Même au milieu des déclarations et des réjouissances de Bad Bunny, il y a un anneau visible de tristesse, un faible halo qui a toujours été là. La magnifique «Moscow Mule», réalisée par MAG avec l'aide deLe dernier tour du mondeLes joueurs Mick Coogan et Scott Dittrich expriment son hédonisme lyrique avec le désir de quelque chose de plus profond, de plus significatif et de plus durable. Malgré tous les discours sur le fait qu'il s'agit de son « album le plus heureux » à ce jour, l'autodérision « Un Ratito » s'appuie sur l'impermanence probable de l'amour romantique. « Yo No Soy Celoso » le trouve préoccupé par le comportement d'un ex, son titre trahi presque instantanément par les paroles elles-mêmes.
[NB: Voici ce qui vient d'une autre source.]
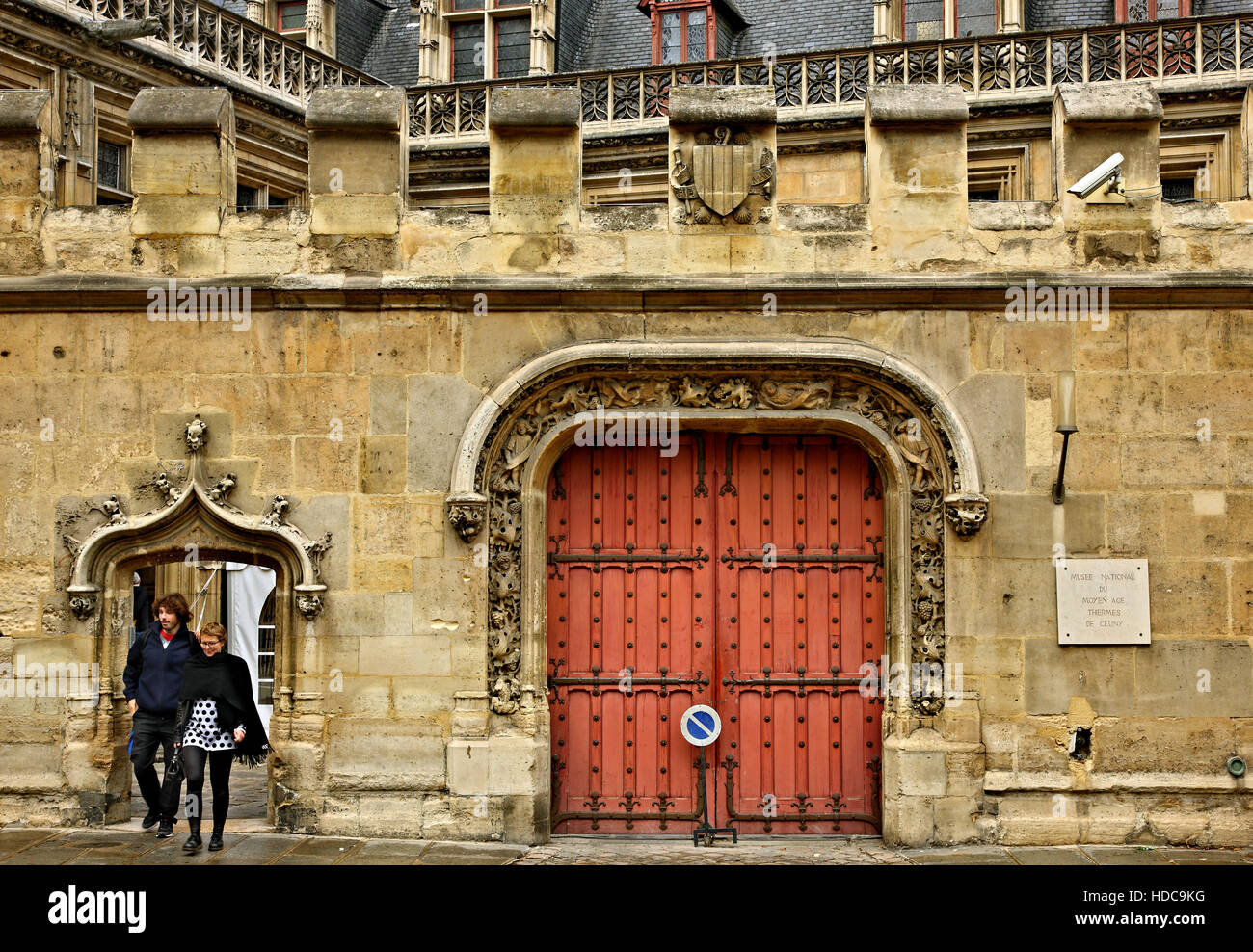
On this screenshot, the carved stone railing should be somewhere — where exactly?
[409,16,1253,142]
[29,0,380,107]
Même les implications hypnotiques du ménage à trois de la collaboration de Rauw Alejandro « Party » semblent inquiétantes, la répétition détachée, presque robotique, de son crochet titulaire ajoutant une obscurité peut-être involontaire.
Bien que dans la vraie vie, il entretienne une relation engagée avec Gabriela Berlingeri, il y a quelque chose de fondamentalement vrai et fondamentalement humain dans les doutes de ces chansons auquel beaucoup s'identifieront. Même avec son argot si incontestablement moderne, la nature intemporelle de ses sujets érode les limites typiques de la saison qui a inspiréUn été sans toi. C'est l'été décevant de Bad Bunny, un été qui s'éternise émotionnellement mais jamais musicalement, son apparente infinité parsemée d'aventures insignifiantes mais amusantes et de moments plus calmes seuls sur la plage, ressassant ce qui a précédé.
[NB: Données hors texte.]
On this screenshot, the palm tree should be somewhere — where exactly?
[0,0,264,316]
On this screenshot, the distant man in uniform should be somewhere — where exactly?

Tout cela ressort vers la fin de l'album sur le morceau titre sans rythme, ses coups de synthé rappelant Depeche Mode ou INXS à leur meilleur. Il chante le chagrin rétrospectivement, invoquant le légendaire ballade Alejandro Sanz tout en essayant d'équilibrer narguilé et thérapie au cours d'un été défini par la contradiction et le contraste. Il est très succinct à ce sujet pendant le refrain : «Je passe un bon moment, je ne vais pas vous mentir./Mais parfois ton nom ne me laisse pas dormir» (« Je vais bien, je ne te mentirai pas / Mais parfois ton nom ne me laisse pas dormir »). Est-ce le même Bad Bunny qui est si sûr de lui en public et qui décharge maintenant si vulnérablement ses bagages personnels ? Au-delà des libertés accordées par la licence artistique, il faut qu'il en soit ainsi. C'est la seule explication qui ait du sens.